Michelle here. I am thrilled to introduce our guest, Jenny Schwartz, to Magical Musings for the first time. Jenny is a writer based in my own part of the world, Western Australia, and believe me, there are not that many of us. Jenny and I have even managed to catch up for lunch and talk books, writing and publishing for hours on end, which is always glorious. So take it away, Jenny . . .
When Harlequin announced their new Australian digital imprint, Escape Publishing, at the Romance Writers of Australia conference in August, I raced to check out the guidelines. As with the other recent announcements of Australian digital imprints by the big publishers (Destiny Romance, Momentum, Romance at Random), a huge part of the appeal for me was the chance to work with an editor in my timezone. Heaven to be able to chat in real time.
However Escape Publishing surprised me because their guidelines said they were taking short stories.
I’m a huge fan of short stories. As a writer, they’re where I experiment with different genres. I’ve had stories published in everything from cosy magazines like “The People’s Friend” to horror ezines.

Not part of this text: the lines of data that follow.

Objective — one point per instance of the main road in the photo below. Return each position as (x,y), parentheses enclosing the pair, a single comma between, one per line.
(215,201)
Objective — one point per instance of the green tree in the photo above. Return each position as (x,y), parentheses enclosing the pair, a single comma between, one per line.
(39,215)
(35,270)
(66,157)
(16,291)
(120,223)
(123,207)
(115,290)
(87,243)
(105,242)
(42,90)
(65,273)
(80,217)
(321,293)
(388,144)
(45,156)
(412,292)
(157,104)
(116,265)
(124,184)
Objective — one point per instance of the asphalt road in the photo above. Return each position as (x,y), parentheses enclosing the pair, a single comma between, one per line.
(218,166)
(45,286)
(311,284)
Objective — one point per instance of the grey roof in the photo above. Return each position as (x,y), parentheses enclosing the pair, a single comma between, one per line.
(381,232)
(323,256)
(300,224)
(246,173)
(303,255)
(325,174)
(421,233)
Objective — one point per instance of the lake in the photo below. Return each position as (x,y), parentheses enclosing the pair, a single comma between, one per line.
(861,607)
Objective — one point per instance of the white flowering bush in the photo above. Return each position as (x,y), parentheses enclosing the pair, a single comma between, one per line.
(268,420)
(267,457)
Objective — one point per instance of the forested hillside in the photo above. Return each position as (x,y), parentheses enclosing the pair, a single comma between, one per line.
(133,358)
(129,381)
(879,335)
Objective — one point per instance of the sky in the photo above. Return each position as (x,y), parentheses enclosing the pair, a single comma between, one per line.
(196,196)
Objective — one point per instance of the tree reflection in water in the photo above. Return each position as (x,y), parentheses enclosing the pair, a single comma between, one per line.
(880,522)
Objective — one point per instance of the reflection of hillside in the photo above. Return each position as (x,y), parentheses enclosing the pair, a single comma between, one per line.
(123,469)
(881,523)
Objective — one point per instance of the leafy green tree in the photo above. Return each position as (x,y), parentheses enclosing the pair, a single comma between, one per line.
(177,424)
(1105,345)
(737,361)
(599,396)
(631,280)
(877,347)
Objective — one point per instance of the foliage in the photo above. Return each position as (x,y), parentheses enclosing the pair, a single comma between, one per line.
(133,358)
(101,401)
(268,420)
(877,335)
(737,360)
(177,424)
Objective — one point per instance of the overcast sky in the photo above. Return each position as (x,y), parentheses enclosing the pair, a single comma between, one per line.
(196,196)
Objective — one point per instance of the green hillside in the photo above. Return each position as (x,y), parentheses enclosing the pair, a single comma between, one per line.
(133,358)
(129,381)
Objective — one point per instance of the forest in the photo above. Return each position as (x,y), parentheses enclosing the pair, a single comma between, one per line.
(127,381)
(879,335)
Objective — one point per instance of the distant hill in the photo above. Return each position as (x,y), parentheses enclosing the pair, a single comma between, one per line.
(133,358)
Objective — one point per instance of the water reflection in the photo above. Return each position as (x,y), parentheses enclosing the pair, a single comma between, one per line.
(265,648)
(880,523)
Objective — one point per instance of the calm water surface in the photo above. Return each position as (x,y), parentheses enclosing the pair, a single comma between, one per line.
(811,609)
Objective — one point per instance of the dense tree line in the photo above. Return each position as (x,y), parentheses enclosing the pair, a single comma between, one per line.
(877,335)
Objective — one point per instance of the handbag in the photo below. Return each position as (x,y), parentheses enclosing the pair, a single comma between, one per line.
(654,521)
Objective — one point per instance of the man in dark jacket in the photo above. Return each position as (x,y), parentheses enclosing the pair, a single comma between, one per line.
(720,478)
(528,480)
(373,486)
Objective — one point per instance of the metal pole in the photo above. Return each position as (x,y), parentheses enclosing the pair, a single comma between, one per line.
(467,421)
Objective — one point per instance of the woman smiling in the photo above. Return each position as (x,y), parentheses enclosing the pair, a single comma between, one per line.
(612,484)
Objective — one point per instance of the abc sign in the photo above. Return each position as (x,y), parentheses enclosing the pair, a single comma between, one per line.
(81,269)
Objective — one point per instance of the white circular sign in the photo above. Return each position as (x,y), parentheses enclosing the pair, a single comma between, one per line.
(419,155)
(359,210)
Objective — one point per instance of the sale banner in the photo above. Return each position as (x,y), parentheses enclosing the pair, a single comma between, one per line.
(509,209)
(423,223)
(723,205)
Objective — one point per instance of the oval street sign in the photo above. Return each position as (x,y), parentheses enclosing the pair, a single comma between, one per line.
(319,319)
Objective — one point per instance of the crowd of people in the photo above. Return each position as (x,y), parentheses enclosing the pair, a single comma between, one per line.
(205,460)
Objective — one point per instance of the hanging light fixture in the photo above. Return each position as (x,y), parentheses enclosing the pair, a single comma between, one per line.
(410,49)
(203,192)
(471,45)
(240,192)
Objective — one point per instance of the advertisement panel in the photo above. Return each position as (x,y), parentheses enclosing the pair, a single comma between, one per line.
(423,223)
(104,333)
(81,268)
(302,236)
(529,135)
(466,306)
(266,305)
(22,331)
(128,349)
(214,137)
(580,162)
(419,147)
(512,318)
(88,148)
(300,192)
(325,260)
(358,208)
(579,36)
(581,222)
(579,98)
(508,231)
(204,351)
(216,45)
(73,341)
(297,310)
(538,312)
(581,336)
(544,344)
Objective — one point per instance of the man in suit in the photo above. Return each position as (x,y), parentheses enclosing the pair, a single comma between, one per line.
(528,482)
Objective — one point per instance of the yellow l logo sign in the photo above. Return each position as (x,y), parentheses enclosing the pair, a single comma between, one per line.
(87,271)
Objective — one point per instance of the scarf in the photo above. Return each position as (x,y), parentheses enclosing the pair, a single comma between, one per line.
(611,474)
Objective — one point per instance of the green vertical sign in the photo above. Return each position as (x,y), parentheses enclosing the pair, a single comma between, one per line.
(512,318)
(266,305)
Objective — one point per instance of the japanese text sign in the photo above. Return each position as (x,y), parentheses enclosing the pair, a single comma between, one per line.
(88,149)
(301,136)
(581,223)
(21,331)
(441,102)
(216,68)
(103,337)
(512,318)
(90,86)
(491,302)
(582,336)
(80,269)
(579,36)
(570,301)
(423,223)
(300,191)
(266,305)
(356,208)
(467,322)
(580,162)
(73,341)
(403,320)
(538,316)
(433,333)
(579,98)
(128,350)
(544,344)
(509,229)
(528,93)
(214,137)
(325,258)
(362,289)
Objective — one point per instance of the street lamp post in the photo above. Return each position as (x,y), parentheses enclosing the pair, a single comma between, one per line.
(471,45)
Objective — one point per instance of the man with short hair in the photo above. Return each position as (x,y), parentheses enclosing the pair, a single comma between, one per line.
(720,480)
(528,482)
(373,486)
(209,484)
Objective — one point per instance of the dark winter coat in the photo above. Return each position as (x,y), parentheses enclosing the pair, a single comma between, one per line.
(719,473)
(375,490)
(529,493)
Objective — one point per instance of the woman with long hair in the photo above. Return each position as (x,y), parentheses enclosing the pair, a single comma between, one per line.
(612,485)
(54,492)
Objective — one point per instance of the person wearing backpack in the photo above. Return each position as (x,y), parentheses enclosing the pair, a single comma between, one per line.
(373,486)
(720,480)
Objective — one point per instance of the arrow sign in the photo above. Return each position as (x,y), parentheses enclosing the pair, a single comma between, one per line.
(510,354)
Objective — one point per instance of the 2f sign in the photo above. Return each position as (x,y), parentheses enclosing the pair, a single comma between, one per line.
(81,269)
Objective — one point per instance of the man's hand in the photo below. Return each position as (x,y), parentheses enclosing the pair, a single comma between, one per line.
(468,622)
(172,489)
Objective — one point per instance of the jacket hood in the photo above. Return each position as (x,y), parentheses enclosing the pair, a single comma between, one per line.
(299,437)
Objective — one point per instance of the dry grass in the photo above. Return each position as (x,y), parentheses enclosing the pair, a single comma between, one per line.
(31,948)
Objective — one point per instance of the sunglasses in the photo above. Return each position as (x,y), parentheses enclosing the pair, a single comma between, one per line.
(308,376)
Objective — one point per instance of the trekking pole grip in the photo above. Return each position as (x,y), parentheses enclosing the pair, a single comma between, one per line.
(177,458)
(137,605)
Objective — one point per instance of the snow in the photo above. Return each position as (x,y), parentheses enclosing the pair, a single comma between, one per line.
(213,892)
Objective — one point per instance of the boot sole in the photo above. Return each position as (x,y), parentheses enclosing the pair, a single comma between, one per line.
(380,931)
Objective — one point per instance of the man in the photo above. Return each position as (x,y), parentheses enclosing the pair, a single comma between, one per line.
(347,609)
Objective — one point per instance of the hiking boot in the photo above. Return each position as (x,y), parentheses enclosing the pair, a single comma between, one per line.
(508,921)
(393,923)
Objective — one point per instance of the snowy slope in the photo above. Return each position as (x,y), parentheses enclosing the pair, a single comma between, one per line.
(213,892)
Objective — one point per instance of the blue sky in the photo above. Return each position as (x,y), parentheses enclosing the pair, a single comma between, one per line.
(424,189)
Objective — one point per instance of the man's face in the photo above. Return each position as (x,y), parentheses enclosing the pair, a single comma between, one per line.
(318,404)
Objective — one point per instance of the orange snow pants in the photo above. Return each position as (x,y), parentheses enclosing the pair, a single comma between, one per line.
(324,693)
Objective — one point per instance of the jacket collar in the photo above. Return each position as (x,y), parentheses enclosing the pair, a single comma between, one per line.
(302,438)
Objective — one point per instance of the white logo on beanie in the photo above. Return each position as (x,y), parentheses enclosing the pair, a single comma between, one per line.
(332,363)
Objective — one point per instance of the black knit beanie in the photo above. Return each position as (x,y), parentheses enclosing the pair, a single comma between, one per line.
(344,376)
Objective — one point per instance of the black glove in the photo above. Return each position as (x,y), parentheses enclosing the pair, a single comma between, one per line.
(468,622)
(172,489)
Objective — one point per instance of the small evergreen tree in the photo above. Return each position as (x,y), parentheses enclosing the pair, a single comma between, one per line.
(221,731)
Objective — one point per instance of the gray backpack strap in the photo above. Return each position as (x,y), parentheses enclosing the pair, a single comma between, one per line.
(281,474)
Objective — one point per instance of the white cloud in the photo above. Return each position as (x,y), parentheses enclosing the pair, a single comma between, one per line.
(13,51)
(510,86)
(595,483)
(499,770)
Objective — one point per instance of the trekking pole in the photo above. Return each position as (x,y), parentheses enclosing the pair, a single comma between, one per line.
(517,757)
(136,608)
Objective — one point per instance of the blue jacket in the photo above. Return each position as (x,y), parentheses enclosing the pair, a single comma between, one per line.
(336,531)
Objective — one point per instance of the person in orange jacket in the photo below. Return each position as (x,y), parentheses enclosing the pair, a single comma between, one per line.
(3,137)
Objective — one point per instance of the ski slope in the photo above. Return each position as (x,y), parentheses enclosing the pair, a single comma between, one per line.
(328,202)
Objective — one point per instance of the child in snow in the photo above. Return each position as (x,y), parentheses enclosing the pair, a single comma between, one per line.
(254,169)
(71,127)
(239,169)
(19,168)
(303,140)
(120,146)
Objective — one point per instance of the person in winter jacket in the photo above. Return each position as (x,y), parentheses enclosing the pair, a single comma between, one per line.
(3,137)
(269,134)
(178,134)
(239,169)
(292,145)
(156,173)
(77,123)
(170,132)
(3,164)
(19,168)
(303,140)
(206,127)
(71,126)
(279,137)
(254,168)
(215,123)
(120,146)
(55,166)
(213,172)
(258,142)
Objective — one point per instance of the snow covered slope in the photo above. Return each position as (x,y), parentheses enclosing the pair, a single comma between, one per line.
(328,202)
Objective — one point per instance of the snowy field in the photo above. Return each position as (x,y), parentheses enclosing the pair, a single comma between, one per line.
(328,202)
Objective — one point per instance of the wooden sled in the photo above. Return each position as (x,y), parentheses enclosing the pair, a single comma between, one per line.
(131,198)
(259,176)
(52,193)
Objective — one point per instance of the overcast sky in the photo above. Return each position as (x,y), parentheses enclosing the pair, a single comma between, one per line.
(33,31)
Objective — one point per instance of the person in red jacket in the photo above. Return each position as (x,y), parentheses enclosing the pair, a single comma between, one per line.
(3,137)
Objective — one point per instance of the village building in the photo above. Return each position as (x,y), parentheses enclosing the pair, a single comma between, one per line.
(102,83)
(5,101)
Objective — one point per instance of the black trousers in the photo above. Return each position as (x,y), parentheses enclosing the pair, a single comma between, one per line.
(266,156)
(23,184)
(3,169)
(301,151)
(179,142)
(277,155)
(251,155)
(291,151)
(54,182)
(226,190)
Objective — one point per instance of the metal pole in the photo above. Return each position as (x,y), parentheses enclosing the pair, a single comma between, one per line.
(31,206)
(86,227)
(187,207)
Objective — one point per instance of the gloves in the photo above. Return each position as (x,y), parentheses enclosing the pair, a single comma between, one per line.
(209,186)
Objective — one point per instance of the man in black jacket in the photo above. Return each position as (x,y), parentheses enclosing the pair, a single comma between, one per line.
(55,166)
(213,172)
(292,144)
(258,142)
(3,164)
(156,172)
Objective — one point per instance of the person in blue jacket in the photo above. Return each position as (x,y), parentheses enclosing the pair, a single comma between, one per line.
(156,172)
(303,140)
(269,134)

But mostly I was interested to see Escape Publishing guidelines because I’ve been thinking for a few years now that in the digital world, short stories are going to be BIG!
Articles on the popularity of “cellphone fiction” in Japan really got me thinking. This was fiction that grabbed your attention in moments stolen from a crowded life. But articles like this one from the New York Times were four years ago and nothing has happened.
Or has it?
The spread of smart phones and tablets as well as ereaders is now great enough to support a vibrant short story market. First you need the medium, then you can distribute via it. I’m not the only one seeing this opportunity. Dean Wesley Smith recently said, “The short fiction market is booming and short fiction should just be a part of any business plan for a fiction writer.”
Forget the technology, though. The real issue is time. Short stories respect the frantic pace of our lives.
I was chatting to the receptionist at my optometrists the other day and she said how she kept putting aside her library books. Until she went on holiday, she felt she didn’t have time to commit to a full length book. Short stories are your friend, I said with all the fervour of a true believer. And you know what? She agreed.
So how do you feel? Will short fiction be part of your reading and writing life in 2013?
All commenters go in the draw to win a copy of my short story, Drawing Closer, just released from Escape Publishing.
Thanks for the chance to guest post here at Magical Musings.
About Drawing Closer
Zoe Loyola has a secret. Just between her and her sketchbook, she loves sculptor Nick Gordon. Her drawings of him are hot and naked.
Nick has a secret, too. He’s being blackmailed. Protecting his family means ignoring his desire for Zoe.
But in the world of art, passion breaks every rule and secrets are made for sharing.
Jenny Schwartz is a West Australian author. Her high school yearbook predicted she’d be a writer – something about always having her nose in a book. When not living up to others’ expectations, she enjoys lazy days in the suburbs and is working on a collection of life-saving recipes, “Simple Meals for Forgetful Cooks”.